A woman took her own life after overdosing on her partner’s methadone moments after leaving a note telling her grandchild she would no longer be around.

Kerry-Anne Mallet was found unresponsive on the floor of her bedroom by her partner Liam Williams on February 28 this year.

An inquest at Preston Coroner’s Court heard how the 45-year-old, who lived on Brothers Street in Blackburn, had a history of drug and alcohol misuse and also suffered with some mental health issues.

Coroner Richard Taylor said: “She had complained of feeling cold and unwell the previous evening, and when her partner went to bed around 11pm she stayed up.

“When he awoke, he realised she wasn’t there and as he got out of bed he found her on the floor unresponsive, blocking the doorway.”

The inquest heard toxicology was taken from Kerry-Anne, which revealed she had methadone in her system consistent with having used it in the hours before her death.

There was also evidence of several other medications in her blood stream, some used to treat pain and depression, as well as the presence of cocaine.

Mr Taylor said: “A medical cause of death as offered as multi-drug toxicity.”

A statement from Mr Williams said Kerry-Anne had struggled for many years with alcohol and drugs but had been clean of heroin for a decade.

She was also taking anti-depressants and had found it difficult not being able to see her granddaughter during the Covid pandemic and lockdown.

His statement said: “I was asked about methadone. I am a methadone user and have been prescribed it on and off for 30 years.

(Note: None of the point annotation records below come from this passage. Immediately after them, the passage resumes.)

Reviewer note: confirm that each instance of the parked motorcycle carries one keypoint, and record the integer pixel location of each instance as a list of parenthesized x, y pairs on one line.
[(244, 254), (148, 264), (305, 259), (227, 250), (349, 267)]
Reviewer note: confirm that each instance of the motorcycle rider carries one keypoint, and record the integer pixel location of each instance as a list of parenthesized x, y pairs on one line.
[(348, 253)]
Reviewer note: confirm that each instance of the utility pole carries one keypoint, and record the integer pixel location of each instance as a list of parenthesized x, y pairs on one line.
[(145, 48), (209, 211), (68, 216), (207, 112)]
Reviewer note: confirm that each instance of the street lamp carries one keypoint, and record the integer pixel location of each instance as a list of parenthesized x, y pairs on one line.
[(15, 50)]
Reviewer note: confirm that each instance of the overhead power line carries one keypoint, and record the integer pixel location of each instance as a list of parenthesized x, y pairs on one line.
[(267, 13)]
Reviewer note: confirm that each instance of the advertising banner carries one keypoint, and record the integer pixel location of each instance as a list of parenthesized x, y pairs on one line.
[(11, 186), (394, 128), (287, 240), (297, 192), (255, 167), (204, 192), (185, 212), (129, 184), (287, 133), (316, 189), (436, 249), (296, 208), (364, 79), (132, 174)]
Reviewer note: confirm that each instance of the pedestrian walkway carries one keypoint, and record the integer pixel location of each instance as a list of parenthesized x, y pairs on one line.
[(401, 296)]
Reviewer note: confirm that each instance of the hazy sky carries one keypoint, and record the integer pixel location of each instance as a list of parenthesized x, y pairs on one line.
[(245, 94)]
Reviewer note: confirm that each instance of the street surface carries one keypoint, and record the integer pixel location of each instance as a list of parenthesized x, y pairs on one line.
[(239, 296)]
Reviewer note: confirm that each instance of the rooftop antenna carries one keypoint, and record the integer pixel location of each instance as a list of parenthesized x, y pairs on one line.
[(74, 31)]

“When I stay at Kerry’s I usually keep my methadone in the living room in a cabinet.

“On the Saturday I had three bottles of 50ml. I never had any concerns about Kerry taking it or using it and to my knowledge she never did. However, on February 27 I think she might have taken an overdose.

“I went to pick up the bottles a few days after her death and saw they were filled to the top of the cap rather than the shoulder of the bottle and when I went to taste them, they were water.”

Mr Taylor told the inquest that as far as Mr Williams was concerned, Kerry had never been prescribed methadone.

He said a notebook was seized from the property which contained entries to members of her family, which were written as if she would not be around anymore.

Mr Taylor added: “She made reference of ‘going to sleep’, and there was a note to her granddaughter dated 11.27pm on February 27 which spoke of not being around much longer.

“We have a situation where a significant amount of medication has been taken that clearly does not appear to have been an accident, given that the bottles of methadone were refilled, and evidence of notes written the night before indicating she would no longer be around – while not displaying an intent to end her own life they do express an understanding that she was not going to be alive for very much longer and I will return a conclusion of suicide.”